Computer-Aided Design (CAD) with GPT, a future toward AI-Aided Design (AAD).
The implementation of the paper: An Investigation on Utilizing Large Language Model for Industrial Computer-Aided Design Automation
This is a repo for an experimental project that uses GPT to generate CAD models. It is not a single end-to-end model generation, but try to varify whether GPT can be used to generate small system consists of several components based on human's design requriements. In addition, this system can be later checked and validated by human operators before entering to the manufacturing state.
The main idea is that apply GPT to generate a domain specific language (DSL) to represent the CAD models, and then use some graphic software or packages to generate the CAD models based on the generated DSL. In short, it generates the logic of generation instead of generating the final result directly. Similar idea can be found in the work of 3D-GPT, which apply GPT to generate a large-scale of 3D landscape with Blender. By this method, human and the AI can together maintenance a same system based on the common domain specific language (DSL), therefore, the final results can be more controllable and be further customized by human.
The core idea is Generate the logic of generation, rather generate the result directly.
The domain specific language and the graphic package in this project is OpenSCAD, which is a free CAD software that use object scripting (formal language programming) to generate 3D models. Thus, it is a good option for this project. Also, for convienience, an OpenSCAD library on Thingiverese gear.scad is also included in this project, which is placed in the folder openscad.
OpenSCAD: This is the 3D modelling package for rendering the scripts. The link for download and install can be found in the official website.

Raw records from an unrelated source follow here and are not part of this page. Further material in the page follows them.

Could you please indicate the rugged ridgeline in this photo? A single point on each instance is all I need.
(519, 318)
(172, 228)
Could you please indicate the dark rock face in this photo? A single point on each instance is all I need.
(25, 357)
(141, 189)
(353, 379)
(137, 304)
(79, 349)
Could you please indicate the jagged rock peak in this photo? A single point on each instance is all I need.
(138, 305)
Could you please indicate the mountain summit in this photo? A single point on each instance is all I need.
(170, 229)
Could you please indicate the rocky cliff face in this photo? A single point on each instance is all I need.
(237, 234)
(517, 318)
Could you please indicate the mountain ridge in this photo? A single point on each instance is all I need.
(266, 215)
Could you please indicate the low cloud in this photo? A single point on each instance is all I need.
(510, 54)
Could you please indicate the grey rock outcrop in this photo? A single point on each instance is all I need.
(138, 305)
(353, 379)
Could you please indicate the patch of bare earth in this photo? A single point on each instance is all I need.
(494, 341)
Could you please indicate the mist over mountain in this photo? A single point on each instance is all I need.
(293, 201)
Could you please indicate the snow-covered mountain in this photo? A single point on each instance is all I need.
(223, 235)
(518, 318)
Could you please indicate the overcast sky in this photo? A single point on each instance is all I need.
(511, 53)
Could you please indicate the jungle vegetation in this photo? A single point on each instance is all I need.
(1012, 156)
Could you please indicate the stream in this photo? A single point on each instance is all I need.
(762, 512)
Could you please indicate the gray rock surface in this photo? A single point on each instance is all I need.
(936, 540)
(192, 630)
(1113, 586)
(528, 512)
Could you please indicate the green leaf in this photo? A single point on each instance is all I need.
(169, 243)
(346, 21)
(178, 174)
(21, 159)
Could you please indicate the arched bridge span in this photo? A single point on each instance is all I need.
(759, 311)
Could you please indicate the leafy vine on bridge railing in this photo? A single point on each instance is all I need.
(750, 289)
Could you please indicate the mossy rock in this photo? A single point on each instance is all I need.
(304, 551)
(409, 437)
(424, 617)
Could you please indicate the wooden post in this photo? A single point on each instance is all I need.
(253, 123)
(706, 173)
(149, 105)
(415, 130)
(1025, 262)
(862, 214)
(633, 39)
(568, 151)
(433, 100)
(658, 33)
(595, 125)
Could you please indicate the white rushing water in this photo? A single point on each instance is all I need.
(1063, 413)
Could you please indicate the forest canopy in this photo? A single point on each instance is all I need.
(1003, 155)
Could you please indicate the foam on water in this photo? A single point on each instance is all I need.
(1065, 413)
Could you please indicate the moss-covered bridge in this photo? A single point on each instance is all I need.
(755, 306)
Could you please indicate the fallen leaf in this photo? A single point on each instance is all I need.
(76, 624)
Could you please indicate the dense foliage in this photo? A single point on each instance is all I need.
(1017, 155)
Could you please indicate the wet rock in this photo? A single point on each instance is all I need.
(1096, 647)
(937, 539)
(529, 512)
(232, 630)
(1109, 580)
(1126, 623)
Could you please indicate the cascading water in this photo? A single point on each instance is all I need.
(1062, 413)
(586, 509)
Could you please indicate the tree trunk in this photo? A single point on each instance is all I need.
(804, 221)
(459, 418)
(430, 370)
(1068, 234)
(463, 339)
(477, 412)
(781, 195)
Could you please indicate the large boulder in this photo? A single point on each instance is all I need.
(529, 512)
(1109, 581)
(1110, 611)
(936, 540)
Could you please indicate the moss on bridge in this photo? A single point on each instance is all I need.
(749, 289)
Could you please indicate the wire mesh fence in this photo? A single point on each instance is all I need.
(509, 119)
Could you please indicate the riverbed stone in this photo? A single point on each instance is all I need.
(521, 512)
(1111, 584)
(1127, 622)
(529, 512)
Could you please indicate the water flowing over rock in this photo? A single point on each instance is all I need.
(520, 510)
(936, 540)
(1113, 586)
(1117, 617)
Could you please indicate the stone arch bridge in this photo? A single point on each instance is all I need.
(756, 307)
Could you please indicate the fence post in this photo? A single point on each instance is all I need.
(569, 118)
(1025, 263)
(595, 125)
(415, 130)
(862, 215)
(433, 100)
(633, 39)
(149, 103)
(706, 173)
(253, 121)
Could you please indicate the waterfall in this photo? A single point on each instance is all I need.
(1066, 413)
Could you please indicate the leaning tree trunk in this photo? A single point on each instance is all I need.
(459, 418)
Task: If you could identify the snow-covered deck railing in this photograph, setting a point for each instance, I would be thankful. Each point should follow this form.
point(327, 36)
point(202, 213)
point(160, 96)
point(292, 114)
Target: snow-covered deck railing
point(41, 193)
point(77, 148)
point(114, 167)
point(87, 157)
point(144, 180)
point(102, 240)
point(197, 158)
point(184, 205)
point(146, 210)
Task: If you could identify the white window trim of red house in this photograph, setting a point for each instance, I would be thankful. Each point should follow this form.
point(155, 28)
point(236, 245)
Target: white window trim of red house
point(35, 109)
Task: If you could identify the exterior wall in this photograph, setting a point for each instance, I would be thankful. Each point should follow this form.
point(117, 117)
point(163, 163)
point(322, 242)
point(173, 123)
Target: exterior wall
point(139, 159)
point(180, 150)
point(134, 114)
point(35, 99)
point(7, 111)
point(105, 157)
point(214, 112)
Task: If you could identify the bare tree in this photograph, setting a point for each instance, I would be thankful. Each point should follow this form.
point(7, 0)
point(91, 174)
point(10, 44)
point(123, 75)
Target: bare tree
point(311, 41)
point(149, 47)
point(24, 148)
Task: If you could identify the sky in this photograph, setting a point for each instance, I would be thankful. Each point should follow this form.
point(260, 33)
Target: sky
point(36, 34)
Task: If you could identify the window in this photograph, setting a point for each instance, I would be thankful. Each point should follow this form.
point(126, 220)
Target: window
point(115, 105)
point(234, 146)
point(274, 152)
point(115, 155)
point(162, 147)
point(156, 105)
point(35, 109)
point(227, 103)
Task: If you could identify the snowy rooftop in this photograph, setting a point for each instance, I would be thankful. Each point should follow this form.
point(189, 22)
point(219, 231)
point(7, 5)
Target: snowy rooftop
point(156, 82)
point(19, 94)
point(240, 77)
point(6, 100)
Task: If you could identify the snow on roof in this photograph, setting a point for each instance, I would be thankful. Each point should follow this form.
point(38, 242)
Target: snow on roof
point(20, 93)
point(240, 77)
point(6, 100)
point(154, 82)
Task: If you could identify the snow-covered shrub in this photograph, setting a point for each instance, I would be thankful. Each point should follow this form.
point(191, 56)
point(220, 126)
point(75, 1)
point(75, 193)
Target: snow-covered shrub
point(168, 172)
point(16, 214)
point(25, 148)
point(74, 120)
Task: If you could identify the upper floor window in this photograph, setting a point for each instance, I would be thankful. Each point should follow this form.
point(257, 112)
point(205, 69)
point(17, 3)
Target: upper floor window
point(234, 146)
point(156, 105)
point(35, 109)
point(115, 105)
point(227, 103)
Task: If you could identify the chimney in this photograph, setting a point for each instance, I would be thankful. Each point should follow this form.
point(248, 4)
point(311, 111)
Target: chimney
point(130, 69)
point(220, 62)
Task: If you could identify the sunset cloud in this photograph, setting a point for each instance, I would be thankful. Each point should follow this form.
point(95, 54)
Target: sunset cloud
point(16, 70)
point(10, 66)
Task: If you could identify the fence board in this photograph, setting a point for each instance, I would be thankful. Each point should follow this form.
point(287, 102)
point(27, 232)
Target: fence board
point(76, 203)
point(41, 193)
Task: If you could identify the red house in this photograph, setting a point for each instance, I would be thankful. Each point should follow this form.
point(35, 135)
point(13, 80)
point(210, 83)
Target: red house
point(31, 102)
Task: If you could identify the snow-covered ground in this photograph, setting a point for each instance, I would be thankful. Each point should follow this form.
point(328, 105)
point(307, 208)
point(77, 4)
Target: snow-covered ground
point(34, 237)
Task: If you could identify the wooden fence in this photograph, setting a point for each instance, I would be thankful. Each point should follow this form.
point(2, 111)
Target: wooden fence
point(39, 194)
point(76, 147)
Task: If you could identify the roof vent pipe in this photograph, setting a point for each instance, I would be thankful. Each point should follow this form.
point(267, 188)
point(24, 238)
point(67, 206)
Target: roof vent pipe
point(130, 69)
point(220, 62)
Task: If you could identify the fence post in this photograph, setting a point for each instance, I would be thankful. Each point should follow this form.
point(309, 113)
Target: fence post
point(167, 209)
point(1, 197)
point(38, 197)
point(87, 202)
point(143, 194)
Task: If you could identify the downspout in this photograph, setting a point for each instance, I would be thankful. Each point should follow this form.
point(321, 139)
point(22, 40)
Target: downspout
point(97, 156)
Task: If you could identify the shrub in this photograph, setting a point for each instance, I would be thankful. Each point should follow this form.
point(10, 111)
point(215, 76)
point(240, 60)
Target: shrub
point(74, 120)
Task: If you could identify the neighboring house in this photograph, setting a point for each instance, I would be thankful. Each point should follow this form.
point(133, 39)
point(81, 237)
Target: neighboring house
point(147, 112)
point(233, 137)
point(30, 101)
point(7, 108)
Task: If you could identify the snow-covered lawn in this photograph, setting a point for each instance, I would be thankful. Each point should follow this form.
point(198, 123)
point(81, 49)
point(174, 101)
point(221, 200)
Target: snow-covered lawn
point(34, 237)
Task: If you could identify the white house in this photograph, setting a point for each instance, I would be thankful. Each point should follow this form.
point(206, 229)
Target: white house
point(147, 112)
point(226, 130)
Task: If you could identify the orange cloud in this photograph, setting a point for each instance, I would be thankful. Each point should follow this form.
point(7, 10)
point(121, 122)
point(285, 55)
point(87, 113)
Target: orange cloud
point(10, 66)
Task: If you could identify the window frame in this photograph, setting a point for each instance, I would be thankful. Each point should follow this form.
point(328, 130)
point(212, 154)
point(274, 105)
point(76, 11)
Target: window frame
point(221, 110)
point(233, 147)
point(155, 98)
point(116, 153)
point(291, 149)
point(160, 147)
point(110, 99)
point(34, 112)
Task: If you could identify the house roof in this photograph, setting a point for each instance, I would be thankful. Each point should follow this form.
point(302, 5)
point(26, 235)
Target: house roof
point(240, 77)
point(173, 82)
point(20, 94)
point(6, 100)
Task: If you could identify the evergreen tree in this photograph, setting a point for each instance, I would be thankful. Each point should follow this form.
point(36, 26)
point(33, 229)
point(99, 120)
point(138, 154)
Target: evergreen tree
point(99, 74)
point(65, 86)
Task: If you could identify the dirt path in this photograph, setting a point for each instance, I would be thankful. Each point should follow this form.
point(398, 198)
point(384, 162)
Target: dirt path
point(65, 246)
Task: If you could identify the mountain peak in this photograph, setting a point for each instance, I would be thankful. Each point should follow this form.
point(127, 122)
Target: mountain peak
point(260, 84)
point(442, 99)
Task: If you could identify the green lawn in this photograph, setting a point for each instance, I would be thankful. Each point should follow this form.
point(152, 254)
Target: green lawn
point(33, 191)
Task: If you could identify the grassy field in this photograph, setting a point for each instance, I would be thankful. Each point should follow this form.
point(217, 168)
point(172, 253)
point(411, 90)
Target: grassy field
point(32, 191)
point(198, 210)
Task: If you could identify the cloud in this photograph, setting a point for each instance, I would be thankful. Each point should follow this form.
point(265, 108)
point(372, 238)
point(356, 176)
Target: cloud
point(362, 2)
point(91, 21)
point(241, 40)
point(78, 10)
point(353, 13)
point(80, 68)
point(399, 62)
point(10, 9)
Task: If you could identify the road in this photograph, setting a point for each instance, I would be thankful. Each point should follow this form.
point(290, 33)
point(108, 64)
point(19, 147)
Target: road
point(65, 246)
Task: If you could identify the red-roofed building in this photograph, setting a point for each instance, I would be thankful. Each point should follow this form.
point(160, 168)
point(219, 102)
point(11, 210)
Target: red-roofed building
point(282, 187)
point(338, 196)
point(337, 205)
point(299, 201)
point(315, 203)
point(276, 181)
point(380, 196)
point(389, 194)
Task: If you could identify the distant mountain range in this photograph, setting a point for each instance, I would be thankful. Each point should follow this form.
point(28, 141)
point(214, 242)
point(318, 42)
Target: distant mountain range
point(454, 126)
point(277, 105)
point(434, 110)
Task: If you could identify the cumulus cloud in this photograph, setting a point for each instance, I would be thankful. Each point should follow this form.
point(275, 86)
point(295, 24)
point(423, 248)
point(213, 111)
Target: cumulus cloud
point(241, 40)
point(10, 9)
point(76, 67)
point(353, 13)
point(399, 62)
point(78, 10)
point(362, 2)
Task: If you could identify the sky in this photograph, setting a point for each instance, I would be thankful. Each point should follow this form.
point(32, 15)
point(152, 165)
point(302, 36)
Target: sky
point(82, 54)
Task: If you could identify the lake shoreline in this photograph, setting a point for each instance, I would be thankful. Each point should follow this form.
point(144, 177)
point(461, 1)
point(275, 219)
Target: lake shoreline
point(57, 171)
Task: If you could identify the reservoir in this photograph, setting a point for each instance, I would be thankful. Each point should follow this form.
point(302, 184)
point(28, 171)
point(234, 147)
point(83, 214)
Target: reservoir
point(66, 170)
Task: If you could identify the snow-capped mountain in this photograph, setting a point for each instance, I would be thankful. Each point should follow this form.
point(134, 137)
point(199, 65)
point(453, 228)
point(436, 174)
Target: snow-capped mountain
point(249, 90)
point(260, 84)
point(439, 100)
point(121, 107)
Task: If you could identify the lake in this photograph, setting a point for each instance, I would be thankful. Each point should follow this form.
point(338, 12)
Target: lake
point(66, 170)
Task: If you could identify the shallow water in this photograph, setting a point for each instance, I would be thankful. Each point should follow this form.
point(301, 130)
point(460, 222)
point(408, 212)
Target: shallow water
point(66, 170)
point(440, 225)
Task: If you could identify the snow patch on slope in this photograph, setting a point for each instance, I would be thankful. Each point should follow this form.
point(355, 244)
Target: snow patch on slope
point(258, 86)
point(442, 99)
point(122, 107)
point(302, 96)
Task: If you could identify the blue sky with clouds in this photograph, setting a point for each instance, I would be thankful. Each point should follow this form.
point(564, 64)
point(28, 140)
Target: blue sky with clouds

OpenAI API Key: The api key can be found on the official website. This is the key for accessing the GPT model remotely.
Platform:The whole project is run and tested on Windows 10. And it is expected that the project can be run on other platforms with some modifications since there is no requirement for the llm model deployment on the local host.
Conda create -n aidea python=3.11
conda activate aidea
pip install -r requirements.txt
{
"OPENAI_API_KEY": "<YOUR OPENAI API KEY>",
"GPT_MODEL": "gpt-4",
"OPENSCAD_EXEC_PATH": "THE PATH OF OPENSCAD EXECUTABLE FILE e.g., .exe on Windows",
}
Run the Jupyter notebook in the notebooks directory to start the project.
System of two herringbone gears
In above examples, the text in the red box is the requirement description as input, while textual instructions in the blue box contain obtained parameters computed by GPT-4. The images on the right is the generated CAD model after rendering by the OpenSCAD.
- Clean up and reconstruct the code from Jupyter notebook to a more structured and modular format.
- Apply more Pythonic rendering package such as the CADQuery.
- Apply a prompt tuning and soft prompt techniques to mitigate the requirement of the hand-carft prompt engineering and management.
- Apply more advanced agentic methods for the code generation to improve the capability for code composistion and abstraction, such as the RAG or AlphaCodium.
- Apply the current framework to a more complex system, such as this gear system.
- Support more models such as llama3, chatGLM, etc.
- Explore on the spatio information representation to enable the LLM can understand the spatial relationship among different components in the assembly system.
- Explore on how to combine the current method with generative design methods.